Now push your updated images to the Antithesis registry. As before, authenticate to your container registry with:

```shell frame="none"
$ cat $TENANT_NAME.key.json | docker login -u _json_key https://us-central1-docker.pkg.dev --password-stdin
```

Then push your updated container images with the following commands:

```shell frame="none"
$ docker push us-central1-docker.pkg.dev/molten-verve-216720/$TENANT_NAME-repository/etcd-health-checker:v1
$ docker push us-central1-docker.pkg.dev/molten-verve-216720/$TENANT_NAME-repository/etcd-config:v2
$ docker push us-central1-docker.pkg.dev/molten-verve-216720/$TENANT_NAME-repository/etcd-client:v1
```

> **Note**
>
> You might want to [check your test commands and set up locally](https://github.com/antithesishq/examples/tree/main/etcd-docker#testing-locally-optional) before running it in Antithesis.

## Run your test

Launch another `Basic_test` run, but make sure to use the etcd-config:v2 as your config image and set the duration to 30 minutes.
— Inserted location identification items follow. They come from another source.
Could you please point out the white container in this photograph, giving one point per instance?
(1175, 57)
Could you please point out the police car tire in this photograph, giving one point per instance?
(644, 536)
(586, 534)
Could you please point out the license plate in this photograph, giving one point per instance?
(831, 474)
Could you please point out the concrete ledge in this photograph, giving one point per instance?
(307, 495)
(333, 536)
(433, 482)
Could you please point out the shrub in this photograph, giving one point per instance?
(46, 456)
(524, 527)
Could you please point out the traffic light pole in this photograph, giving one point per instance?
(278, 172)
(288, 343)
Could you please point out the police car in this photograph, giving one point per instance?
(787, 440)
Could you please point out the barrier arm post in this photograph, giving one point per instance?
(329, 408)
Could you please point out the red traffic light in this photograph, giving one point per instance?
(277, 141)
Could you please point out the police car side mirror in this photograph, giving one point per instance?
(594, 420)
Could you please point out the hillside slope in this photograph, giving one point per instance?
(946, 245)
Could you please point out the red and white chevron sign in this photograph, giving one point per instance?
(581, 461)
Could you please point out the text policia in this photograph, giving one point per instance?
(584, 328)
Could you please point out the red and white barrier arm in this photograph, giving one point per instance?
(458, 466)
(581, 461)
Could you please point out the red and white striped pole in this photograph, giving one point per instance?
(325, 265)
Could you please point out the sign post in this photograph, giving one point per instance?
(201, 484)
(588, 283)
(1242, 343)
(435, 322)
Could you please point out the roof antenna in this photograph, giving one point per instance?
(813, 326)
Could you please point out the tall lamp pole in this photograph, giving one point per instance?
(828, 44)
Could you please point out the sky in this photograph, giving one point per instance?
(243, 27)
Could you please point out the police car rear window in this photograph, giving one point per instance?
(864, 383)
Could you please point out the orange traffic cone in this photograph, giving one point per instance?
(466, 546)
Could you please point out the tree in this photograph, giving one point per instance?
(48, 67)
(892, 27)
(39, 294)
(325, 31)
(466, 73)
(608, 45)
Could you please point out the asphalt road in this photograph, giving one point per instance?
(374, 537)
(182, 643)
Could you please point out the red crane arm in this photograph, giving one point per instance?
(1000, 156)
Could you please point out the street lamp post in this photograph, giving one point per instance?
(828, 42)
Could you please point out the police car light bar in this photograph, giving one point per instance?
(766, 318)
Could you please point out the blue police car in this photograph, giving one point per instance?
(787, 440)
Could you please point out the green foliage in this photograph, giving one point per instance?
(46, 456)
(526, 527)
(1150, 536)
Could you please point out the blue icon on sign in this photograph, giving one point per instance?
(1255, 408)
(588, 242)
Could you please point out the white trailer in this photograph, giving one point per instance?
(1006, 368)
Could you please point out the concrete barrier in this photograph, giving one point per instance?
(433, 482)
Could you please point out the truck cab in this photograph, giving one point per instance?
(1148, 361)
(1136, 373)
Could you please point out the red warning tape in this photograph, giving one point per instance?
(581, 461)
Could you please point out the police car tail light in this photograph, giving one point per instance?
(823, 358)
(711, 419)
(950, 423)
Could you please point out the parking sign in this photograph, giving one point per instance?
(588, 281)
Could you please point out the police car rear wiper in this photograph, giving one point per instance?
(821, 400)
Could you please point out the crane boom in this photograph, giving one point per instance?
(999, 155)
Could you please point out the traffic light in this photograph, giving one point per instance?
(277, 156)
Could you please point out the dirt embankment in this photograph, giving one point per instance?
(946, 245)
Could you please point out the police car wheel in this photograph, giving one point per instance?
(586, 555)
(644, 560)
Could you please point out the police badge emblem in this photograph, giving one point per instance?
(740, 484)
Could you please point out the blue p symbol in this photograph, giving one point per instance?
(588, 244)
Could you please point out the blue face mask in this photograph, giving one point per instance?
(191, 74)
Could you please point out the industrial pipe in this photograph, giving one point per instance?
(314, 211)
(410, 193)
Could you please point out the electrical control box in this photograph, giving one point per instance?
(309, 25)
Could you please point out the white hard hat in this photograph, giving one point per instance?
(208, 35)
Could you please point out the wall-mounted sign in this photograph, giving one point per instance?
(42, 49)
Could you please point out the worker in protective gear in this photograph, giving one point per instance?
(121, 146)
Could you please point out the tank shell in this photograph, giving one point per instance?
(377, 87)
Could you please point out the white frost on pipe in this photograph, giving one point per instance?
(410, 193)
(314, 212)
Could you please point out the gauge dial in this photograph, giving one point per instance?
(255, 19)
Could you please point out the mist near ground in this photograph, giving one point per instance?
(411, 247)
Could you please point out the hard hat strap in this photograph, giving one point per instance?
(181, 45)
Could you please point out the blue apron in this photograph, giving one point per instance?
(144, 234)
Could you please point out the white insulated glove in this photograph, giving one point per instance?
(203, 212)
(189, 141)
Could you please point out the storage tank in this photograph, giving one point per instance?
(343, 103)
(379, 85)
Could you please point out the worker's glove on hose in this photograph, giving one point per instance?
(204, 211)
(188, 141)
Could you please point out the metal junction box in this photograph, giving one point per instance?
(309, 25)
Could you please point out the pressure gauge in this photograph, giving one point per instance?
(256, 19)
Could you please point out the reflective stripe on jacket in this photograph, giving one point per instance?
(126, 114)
To view the progress and results of your test, go to your Runs page at `https://$TENANT_NAME.antithesis.com/runs` and click the Triage results button to see your report when it finishes. You’ll also receive an email when the run completes.

## Summary

To recap, [your first test run](/docs/getting_started/tutorials/docker_compose/cluster-setup/) validated that Antithesis could run your etcd cluster. You checked that the cluster was healthy and then sent a signal to Antithesis that it was ready to test.

In this second test run, you added a test template in the client container to add data to your cluster and check for mismatches.

There's a lot of depth to test templates, and iterating on your test template is a great way to improve your testing. Check out the [Test templates docs](/docs/product/test_templates/) for more ideas. Or if you're keen to get your own system under test in Antithesis, try our [setup guide](/docs/getting_started/setup_guide/docker_compose/).